Bill Novelli, C-TAC, and A Fresh Look At Palliative Care

Posted on | June 23, 2011 | Comments Off on Bill Novelli, C-TAC, and A Fresh Look At Palliative Care

Bill Novelli, professor in the McDonough School of Business at Georgetown University, and former CEO of AARP, recently reflected on an article by Atul Gawande, M.D. in the New Yorker (1) on our system of care for Americans with advanced disease. Novelli agreed with Gawande that our system has “utterly failed” on a number of levels including “communicating with patients with advanced illness, holding truthful (often difficult) conversations, and working within a health system that, despite its many strengths, still lags behind in the way it cares for people with illnesses that have reached advanced stages.”(2)
He continued, “Evidence shows that patients do not receive care that reflects their values and preferences. Fragmented care systems; inadequately treated physical and emotional distress; heavy strain on caregivers and support systems; and poor communication among doctors, patients, and families all are typical.”(2)

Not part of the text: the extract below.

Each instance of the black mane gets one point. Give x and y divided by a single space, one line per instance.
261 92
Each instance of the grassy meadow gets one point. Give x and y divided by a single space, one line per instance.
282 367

To respond to these challenges, Novelli has helped organize key individuals and organizations to form the Coalition to Transform Advanced Care (C-TAC) “to transform the care of people with advanced illness by enhancing provider capacity, changing the health delivery system, empowering consumers, and improving public and private policies.” (3)

Is the time right to address these challenges. Novelli believes it is. The combination of aging complexity, “fiesty” Boomer expectations, and the focus on debt and deficit all are enablers of change. Beyond this, recent research suggests that most Americans (apparently not scared off by the “death panel” nonsense from 2009) are eager to engage in planning and discussion around advanced disease and end-of-life decicions. (4, 5)

Over the past two years, there have been a number of consumer studies which together reflect the desire and need of families and individuals to be educated and supported in the areas of advanced disease care and end-of -life decisions.(5,6,7,8,9) A few points from one study (5) illustrate how complex and sensitive this challenge remains.

On language: (% “very familiar/somewhat familiar” with these terms)
Palliative Care – 24%
End-of-Life Care – 64%
Hospice Care – 86%

On priorities:
“It is more important to enhance the quality of life for seriously ill patients, even if it means a shorter life” (71% ) or “It is more important to extend the life of seriously ill patients through every medical intervention possible.” (23%)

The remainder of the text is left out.